I am creating a Differential revision by manually uploading a diff (which I have created by running hg diff --git …). Everything is encoded in UTF-8, and the diff file starts with the UTF-8 Byte Order Mark (BOM), i.e., the bytes 0x EF BB BF. This results in the first hunk of the diff just being silently ignored by Differential.

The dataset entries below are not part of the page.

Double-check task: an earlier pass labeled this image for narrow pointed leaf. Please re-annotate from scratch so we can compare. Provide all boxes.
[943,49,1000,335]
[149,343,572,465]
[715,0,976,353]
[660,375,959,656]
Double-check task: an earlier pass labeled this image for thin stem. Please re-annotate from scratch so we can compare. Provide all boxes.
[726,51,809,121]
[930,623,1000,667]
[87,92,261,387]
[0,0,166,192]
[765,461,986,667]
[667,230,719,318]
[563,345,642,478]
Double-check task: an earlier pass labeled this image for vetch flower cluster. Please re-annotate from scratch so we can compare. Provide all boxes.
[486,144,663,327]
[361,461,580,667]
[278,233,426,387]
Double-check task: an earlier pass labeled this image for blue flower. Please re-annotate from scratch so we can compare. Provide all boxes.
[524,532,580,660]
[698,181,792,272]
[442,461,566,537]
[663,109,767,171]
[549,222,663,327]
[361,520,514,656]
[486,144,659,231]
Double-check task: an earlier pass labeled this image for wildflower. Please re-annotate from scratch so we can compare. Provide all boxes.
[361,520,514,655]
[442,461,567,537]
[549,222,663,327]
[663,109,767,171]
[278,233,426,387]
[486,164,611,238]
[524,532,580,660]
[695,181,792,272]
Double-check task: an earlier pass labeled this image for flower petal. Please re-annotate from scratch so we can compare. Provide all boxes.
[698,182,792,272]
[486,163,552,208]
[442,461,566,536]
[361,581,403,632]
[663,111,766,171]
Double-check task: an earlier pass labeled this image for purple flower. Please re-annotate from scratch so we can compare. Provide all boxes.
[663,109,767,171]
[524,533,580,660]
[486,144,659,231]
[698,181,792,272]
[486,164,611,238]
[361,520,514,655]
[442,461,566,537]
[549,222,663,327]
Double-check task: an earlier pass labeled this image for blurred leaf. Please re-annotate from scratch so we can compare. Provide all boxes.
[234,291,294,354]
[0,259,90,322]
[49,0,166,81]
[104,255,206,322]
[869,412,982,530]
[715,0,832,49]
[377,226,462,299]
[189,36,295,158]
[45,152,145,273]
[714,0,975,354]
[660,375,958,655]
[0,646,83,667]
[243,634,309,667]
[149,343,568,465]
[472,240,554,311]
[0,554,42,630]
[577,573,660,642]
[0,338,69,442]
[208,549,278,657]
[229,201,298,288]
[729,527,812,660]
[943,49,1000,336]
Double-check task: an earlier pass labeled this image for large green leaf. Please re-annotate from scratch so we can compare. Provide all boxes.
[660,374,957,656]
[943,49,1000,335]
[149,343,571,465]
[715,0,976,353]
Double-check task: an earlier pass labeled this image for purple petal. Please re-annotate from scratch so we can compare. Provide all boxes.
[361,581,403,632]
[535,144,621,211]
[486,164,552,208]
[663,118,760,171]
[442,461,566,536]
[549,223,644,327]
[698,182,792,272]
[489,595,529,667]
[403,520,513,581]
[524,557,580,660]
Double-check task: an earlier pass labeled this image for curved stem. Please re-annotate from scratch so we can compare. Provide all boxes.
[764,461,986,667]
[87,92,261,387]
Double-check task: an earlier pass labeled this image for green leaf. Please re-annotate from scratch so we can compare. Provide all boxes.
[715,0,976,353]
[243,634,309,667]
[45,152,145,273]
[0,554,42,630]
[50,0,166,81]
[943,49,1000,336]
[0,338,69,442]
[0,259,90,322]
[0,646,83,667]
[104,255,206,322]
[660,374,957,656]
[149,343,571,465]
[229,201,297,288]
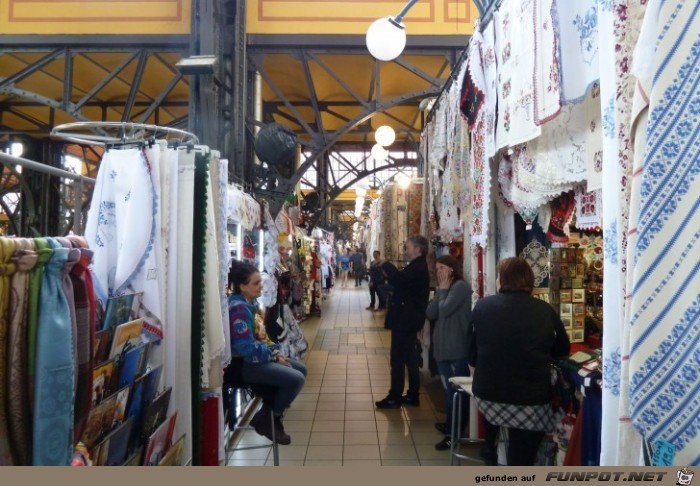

I assume that with a BOM, Differential fails to parse the first line of the file, which is the header for the first hunk, and thus just ignores that first hunk.

Example

Take this very simple diff that just adds two files:

diff --git a/path/to/file1.cs b/path/to/file1.cs
new file mode 100644
--- /dev/null
+++ b/path/to/file1.cs
@@ -0,0 +1,1 @@
+foo1
diff --git a/path/to/file2.cs b/path/to/file2.cs
new file mode 100644
--- /dev/null
+++ b/path/to/file2.cs
@@ -0,0 +1,1 @@
+foo2

Note that even though I copy-pasted this from a file with a BOM, the paste here of course does not carry a BOM. Here is a file that contains exactly this diff, with an UTF-8 BOM:

In a hex editor, this file should start like this (just to make sure that Phorge does not re-encode the uploaded file or strip the BOM):

00000000: efbb bf64 6966 6620 2d2d 6769 7420 612f  ...diff --git a/

If I upload this file to Differential, the resulting Differential diff shows file2.cs being added, but there is no trace of file1.cs.

Event Timeline

avivey renamed this task from Diffusion drops a diff's first hunk if the file starts with a Byte-order-Mark to Differntial drops a diff's first hunk if the file starts with a Byte-order-Mark.Jul 20 2023, 11:39
aklapper renamed this task from Differntial drops a diff's first hunk if the file starts with a Byte-order-Mark to Differential drops a diff's first hunk if the file starts with a Byte-order-Mark.Jan 13 2024, 02:50

Hmm I’ve used mercurial and arcanist/Phab for years at my company and don’t believe we’ve ever run into this. Any idea what’s causing the presence of the BOM? We’ll apply a change to handle the UTF-8 bom but I am curious what may have caused it to show up. Is your hgrc configured in some way for this or maybe an environment variable?